Yüksel Genç, tecridin nedeninin sadece pay sahibi olmakla sınırlı olmadığına, küresel bir boyut da taşıdığına işaret ederek, dengelerin değişmesi sonucu Ortadoğu halklarının yeni bir alternatif yaşam kurma olanağının bir tehlike olarak görüldüğünü belirtti. Büyük bir kriz yaşayan dünya küresel güçlerinin, bu krizi Suriye ve Ortadoğu özelinde savaşla revize ederek aşmak istediğini dile getiren Genç, bu sürecin büyük risklerin yanı sıra, Ortadoğu halklarının yeni alternatif toplumsal yapılar kurmasına ilişkin olanaklarda ortaya çıkardığını ifade etti. Alternatif yaşamın, alternatif toplum tahayyüllerinin hayat bulmaması için Öcalan’a yönelik tecridin sadece Türkiye’nin değil, küresel güçlerin de işine geldiğine işaret eden Genç, sözlerini şöyle sürdürdü: “Çünkü karıştırdıkları Suriye ve Ortadoğu’da elde ettikleri kazanımlar kendi hegemonik yapılarıyla sınırlı olsun istiyorlar. Ama Öcalan’ın ortaya çıkarttığı tez, üçüncü yol olarak Rojava’da güncelleştirilmeye çalışılan toplumsal tahayyül biçimidir. Bu tez Ortadoğu halklarının kendi topraklarını sahiplendikleri ve tamamen kendi iradelerini ortaya koyabildikleri bir süreci tahayyül ediyor. Bu yeni tahayyülün yeni bir yaşam bulma ve ilgi bulma olasılığı yüksek olduğu için, bu alternatif öncüsüz bırakılmak isteniyor o yüzden tecrit uygulanıyor.”
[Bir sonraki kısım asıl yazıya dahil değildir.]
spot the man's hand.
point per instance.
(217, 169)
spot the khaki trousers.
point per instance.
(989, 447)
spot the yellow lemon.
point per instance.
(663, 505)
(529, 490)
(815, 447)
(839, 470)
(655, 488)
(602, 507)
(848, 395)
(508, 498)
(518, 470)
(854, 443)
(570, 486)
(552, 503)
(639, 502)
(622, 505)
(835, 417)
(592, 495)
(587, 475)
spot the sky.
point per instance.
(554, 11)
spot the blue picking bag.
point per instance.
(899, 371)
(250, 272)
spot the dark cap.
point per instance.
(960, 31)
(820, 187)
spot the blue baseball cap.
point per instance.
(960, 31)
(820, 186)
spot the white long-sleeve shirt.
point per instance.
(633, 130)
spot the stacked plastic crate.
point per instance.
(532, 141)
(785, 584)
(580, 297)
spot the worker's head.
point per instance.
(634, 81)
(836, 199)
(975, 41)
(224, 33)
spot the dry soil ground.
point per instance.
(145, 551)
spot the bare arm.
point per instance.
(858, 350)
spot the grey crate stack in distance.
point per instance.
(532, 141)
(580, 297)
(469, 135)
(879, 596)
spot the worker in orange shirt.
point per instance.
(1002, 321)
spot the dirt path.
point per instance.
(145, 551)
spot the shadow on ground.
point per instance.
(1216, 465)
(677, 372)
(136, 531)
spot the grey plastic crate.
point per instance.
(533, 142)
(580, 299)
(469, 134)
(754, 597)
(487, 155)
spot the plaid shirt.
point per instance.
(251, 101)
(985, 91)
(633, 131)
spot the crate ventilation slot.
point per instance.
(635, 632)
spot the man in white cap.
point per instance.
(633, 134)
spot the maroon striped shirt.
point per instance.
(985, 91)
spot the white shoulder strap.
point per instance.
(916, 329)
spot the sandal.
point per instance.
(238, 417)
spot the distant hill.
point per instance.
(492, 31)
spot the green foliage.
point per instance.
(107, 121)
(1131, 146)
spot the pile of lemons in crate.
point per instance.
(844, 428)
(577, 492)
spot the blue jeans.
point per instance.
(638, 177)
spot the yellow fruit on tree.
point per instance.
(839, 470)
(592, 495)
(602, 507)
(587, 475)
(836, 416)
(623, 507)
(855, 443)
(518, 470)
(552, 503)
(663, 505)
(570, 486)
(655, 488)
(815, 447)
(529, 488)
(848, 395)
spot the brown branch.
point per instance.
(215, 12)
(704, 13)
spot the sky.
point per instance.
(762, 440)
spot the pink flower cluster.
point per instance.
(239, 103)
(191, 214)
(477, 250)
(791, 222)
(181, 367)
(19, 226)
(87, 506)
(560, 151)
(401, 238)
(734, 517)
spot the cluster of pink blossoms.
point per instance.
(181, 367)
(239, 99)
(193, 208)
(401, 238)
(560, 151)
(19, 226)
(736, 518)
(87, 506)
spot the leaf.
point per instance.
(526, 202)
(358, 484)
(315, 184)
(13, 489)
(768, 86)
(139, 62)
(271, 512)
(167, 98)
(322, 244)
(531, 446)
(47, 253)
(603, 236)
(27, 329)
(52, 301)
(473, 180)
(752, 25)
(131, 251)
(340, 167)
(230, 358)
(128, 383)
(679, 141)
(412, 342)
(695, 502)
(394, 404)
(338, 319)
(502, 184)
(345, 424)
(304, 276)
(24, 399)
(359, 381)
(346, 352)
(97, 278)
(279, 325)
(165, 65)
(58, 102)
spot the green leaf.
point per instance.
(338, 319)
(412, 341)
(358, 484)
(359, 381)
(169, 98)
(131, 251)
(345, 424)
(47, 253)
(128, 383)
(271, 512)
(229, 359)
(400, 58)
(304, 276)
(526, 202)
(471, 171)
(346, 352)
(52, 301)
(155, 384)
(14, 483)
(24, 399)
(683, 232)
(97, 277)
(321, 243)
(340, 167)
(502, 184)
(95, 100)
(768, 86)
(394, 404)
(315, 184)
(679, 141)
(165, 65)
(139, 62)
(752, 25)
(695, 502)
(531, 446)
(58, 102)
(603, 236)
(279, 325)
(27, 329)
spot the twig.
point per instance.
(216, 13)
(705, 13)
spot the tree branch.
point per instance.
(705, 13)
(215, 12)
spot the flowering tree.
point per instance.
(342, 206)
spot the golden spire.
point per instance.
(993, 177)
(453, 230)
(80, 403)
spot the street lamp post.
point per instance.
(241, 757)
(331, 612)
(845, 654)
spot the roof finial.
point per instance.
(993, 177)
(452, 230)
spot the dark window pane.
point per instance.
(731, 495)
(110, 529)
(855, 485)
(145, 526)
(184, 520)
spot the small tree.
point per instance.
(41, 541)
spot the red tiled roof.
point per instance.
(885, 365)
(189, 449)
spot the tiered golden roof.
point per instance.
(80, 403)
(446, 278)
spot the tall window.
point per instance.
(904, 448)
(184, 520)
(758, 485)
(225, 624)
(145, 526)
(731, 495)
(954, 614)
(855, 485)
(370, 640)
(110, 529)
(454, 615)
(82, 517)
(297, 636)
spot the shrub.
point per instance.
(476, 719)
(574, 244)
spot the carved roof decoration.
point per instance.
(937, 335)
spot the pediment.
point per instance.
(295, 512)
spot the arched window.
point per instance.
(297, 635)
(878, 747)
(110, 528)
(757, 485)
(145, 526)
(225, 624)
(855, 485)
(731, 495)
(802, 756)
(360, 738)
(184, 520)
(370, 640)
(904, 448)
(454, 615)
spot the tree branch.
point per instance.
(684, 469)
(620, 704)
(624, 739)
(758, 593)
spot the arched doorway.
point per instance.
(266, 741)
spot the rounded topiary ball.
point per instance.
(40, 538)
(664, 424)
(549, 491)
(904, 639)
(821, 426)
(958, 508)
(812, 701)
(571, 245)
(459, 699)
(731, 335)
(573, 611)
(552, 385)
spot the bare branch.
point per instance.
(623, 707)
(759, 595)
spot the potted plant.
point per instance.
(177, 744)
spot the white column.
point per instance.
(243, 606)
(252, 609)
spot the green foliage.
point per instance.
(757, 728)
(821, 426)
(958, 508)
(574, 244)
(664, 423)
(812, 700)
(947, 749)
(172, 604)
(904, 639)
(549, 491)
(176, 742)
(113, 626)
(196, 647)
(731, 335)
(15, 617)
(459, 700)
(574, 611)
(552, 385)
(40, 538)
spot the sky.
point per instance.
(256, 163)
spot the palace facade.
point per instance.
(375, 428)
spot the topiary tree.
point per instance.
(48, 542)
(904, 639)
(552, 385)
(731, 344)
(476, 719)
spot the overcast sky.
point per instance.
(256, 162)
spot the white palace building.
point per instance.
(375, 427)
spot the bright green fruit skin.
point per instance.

Genç, Abdullah Öcalan’ın 2013 Newroz’unda, yeni Ortadoğu tahayyülüne ilişkin beklentilerin ve umutların değerlendirilmesi konusunda somut adımlar atılmasını içeren bir mesaj da verdiğini hatırlattı. Genç, şöyle konuştu: “Oradaki mesajın Türkiye açısından pratik hayat bulması Türkiye tarafından engellendi. Çünkü o mesajda Öcalan demokratik bir Ortadoğu’dan, oradaki toplumların örgütlü gücünden, örgütlü gücün getirdiği özgürlük meselesinden bahsediyordu. Mesajda aynı zamanda, Ortadoğu’nun küresel krizlerde hegemonik güçlerin paylaşım alanı olmaktan kurtulmasının tek yolunun Ortadoğu halklarının örgütlü olması belirtiliyordu. O mesaj dönemi itibariyle çok önemliydi ama ne var ki bu konu hegemonik güçler tarafından da, Türk devleti tarafından da doğru okunmak istenmediği için, bugün Ortadoğu küresel güçlerin yeni paylaşım savaşı alanına döndü. ”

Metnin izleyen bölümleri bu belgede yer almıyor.